Now, from her point of view, I’m sure she thought she was being nice and considerate – offering me information to make my shopping trip “easier”. But there were so many things wrong with this interaction. First of all, she talked right through me, as if I weren’t even there. Now, I’m autistic, so sometimes I am talked through, but it’s rare. I wasn’t flapping or displaying any other “autistic” behaviors that would’ve lead her to jump to that conclusion, so I’ve got to assume that it was the crutches. Then she physically acted like I wasn’t there, getting right up close to me, but then talking right over my head to my friend, as if I didn’t exist. I couldn’t easily duck or get away – limited mobility. I tried, and she got closer. Grocery stores are stressful enough, with people and carts and fluorescent lights and all the awful, and I was already about to overload, and just wanted out. But instead, I got treated to this. Then she never even bothered to talk to ME. She only talked to my friend. Who is a taller male. I’m not sure which of the many things made her think that HE would be talking for me – the maleness, the tallness, the ablebodiedness or what, but it sucked. Then when I responded (after having a massive “oh shit, verbal processing, words, come on words, lets work” moment while she was getting closer and louder), she didn’t listen, and felt the need to repeat herself, again to my friend and not me. And never once did she ask “would you like an electric chair” or even “would she like an electric chair”. No, I was told. No, actually, my friend was told.
Grocery store personnel, and other people in public service jobs, should be trained to treat people like people. She acted like I was completely invisible. Like she didn’t see me at all. She even got physically into my personal space, as if I didn’t exist. Then she talked about me, right over my head. And the thing is, I’m not mad or furious or hurt by this. I was so stressed out in the moment of the interaction that it took me until this morning to figure out what actually happened.
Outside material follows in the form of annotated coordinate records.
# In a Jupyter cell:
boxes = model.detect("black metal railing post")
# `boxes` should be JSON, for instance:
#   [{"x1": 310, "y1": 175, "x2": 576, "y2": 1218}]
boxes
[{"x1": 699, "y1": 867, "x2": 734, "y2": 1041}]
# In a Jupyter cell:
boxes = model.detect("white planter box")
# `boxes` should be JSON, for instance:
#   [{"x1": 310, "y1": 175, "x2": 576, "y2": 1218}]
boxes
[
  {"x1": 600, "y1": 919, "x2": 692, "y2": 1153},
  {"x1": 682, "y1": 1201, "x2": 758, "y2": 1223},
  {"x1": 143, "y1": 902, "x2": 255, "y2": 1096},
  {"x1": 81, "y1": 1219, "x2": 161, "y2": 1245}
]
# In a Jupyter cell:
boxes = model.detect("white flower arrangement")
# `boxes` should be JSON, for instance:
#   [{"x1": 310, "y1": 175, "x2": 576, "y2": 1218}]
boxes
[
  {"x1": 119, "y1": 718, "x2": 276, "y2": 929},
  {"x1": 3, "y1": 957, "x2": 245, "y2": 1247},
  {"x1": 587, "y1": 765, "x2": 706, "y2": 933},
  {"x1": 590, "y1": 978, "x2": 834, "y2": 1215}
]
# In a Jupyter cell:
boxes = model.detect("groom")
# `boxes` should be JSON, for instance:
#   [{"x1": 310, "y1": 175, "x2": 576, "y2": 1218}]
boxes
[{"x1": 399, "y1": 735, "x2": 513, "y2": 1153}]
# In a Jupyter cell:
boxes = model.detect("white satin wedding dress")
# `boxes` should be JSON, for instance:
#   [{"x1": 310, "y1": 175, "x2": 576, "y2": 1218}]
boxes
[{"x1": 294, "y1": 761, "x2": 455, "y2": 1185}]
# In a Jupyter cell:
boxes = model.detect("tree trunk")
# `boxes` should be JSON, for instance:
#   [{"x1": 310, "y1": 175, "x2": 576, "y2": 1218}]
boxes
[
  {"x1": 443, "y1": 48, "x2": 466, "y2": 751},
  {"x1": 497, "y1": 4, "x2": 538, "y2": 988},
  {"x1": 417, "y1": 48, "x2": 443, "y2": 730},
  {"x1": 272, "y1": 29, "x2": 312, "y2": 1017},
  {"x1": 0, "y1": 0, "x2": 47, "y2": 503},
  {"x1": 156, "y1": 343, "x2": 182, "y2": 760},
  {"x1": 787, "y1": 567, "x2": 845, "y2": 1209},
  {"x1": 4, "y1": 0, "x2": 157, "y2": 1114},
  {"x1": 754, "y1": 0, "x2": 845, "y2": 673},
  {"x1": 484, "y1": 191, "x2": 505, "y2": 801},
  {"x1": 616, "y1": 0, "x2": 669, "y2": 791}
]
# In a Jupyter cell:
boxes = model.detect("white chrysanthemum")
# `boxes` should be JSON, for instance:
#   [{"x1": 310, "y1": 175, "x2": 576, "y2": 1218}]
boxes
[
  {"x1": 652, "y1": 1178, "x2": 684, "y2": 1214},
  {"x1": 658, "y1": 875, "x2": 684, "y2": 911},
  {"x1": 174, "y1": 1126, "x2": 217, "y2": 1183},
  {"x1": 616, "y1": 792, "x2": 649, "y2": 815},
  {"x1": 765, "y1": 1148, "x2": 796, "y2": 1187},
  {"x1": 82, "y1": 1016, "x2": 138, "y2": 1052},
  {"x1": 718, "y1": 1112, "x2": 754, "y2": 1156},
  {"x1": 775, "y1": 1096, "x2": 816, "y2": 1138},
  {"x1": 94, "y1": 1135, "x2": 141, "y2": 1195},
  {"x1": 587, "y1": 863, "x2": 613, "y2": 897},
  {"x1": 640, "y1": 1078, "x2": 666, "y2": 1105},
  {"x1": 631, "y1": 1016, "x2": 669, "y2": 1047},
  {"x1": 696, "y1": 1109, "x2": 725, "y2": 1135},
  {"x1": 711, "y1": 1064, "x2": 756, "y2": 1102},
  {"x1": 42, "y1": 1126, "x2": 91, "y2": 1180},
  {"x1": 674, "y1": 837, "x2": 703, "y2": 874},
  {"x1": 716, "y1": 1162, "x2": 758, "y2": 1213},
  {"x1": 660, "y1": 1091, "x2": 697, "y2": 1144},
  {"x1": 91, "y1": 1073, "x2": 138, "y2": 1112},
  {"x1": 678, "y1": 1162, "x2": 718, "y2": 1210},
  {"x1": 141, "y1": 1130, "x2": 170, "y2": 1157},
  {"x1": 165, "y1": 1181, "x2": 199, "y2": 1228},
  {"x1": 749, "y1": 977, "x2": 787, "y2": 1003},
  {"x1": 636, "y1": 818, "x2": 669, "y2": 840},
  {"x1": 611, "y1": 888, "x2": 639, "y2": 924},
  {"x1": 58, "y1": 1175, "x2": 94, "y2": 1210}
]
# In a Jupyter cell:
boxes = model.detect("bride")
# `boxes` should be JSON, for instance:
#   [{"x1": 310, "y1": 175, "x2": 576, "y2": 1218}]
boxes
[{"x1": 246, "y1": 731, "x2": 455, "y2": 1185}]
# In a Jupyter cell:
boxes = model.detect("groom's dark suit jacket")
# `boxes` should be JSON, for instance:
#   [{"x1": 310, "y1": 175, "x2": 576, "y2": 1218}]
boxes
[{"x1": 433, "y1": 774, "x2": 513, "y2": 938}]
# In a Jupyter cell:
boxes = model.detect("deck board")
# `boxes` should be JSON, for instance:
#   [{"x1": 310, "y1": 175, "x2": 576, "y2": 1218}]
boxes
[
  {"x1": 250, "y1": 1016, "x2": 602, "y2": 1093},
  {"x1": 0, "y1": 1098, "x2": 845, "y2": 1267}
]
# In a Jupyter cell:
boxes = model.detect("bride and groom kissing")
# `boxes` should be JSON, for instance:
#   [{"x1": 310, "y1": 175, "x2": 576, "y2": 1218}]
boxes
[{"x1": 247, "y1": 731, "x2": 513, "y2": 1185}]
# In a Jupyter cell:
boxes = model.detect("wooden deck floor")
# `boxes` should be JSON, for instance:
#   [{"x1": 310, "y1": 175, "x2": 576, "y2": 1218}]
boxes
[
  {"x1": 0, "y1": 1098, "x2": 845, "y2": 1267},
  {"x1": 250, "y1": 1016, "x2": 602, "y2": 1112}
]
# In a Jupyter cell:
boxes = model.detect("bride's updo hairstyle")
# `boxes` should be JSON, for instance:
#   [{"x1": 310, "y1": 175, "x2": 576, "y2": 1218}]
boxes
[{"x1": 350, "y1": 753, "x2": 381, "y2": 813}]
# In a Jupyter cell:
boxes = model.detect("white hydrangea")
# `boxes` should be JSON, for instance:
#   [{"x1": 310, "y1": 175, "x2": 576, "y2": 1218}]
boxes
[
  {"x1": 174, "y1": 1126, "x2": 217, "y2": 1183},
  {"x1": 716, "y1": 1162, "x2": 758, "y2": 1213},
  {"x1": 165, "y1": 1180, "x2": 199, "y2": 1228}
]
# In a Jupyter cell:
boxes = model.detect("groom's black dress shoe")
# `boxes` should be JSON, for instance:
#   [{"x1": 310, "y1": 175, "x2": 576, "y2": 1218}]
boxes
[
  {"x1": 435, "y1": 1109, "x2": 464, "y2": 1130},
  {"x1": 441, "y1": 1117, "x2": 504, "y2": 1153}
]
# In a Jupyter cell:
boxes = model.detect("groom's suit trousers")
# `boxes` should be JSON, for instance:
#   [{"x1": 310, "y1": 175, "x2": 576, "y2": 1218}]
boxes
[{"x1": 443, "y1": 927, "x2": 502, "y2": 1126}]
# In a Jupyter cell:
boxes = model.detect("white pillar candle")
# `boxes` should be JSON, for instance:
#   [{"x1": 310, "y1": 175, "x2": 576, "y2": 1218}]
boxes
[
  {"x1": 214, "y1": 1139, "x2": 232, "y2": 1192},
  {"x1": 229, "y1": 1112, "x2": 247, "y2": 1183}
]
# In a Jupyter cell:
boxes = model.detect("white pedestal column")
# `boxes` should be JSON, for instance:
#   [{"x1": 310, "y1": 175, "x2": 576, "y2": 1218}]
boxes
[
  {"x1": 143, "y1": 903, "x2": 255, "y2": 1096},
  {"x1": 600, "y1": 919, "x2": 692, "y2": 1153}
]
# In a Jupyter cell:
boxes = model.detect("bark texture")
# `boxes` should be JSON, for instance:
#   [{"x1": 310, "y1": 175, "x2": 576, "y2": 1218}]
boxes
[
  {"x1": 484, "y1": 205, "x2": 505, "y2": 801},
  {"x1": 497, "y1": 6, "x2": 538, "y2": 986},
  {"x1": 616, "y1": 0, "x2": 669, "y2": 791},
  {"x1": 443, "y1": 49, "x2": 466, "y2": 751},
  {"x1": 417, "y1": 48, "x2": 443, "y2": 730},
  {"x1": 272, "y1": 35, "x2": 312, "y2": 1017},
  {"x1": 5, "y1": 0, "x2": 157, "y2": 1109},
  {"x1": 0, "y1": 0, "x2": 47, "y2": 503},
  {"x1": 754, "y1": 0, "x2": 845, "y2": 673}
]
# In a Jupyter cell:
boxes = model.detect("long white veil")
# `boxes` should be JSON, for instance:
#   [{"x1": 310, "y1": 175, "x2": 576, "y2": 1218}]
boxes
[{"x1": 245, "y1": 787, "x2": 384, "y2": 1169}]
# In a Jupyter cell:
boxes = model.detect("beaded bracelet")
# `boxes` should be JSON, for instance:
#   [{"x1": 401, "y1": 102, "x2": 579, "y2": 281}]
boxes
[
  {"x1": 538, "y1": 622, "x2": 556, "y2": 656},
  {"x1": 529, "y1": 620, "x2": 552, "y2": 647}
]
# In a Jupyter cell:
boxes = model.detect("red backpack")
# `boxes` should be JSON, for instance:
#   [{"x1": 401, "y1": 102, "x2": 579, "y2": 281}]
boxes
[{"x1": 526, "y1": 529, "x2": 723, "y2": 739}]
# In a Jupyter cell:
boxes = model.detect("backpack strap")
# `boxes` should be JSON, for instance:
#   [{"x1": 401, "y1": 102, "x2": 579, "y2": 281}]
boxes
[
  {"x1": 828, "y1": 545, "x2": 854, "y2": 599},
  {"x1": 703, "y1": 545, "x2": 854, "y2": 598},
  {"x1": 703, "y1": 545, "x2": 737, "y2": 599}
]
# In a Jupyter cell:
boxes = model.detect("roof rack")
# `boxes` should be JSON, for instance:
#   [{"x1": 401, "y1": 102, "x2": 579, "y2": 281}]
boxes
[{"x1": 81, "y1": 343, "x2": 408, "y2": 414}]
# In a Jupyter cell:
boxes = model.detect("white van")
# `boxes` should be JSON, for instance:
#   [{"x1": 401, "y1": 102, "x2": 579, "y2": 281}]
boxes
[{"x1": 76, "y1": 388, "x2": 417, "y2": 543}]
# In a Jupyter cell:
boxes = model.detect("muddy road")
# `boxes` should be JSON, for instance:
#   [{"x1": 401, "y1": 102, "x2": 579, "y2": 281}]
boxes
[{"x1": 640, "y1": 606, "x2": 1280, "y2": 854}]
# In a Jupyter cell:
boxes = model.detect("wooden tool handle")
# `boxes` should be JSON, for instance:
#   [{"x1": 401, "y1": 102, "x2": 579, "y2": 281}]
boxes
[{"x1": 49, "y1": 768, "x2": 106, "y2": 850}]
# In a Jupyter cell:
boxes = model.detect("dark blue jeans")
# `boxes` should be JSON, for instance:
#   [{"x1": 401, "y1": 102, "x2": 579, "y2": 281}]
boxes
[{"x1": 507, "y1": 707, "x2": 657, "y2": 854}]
I’m kind of confused, but I know what happened. I am aware of ablism and the nasty faces it takes. I’ve been at the butt of it on a few occasions, and I’ve read numerous peoples’ experiences with it on a daily basis. This was comparatively tame, and I have the luxury of knowing that when I’m finally off crutches and able to walk again, that it probably won’t happen again. (Until the next time I forget to watch where I’m walking, anyway…)
But now I’m terrified of going into the only major grocery store I’m comfortable with, because I’ve been sensory assaulted in there, and I don’t want to go through that again. Honestly, for me, the worst part of it wasn’t her talking over me. It wasn’t her ignoring my presence and talking to my friend, or rendering me mostly invisible. It was her complete lack of boundaries – coming into my bubble and staying there, even moving with me to continue to violate my space, all while talking loudly, that was the immediate problem for me. Only after the fact, did I realize exactly what had happened and perhaps why. It’s amazing how only a tiny little, rather commonplace, temporary visible disability can turn you in people’s minds from a person to a non-person. I can only imagine the disrespect and non-regard that comes from more.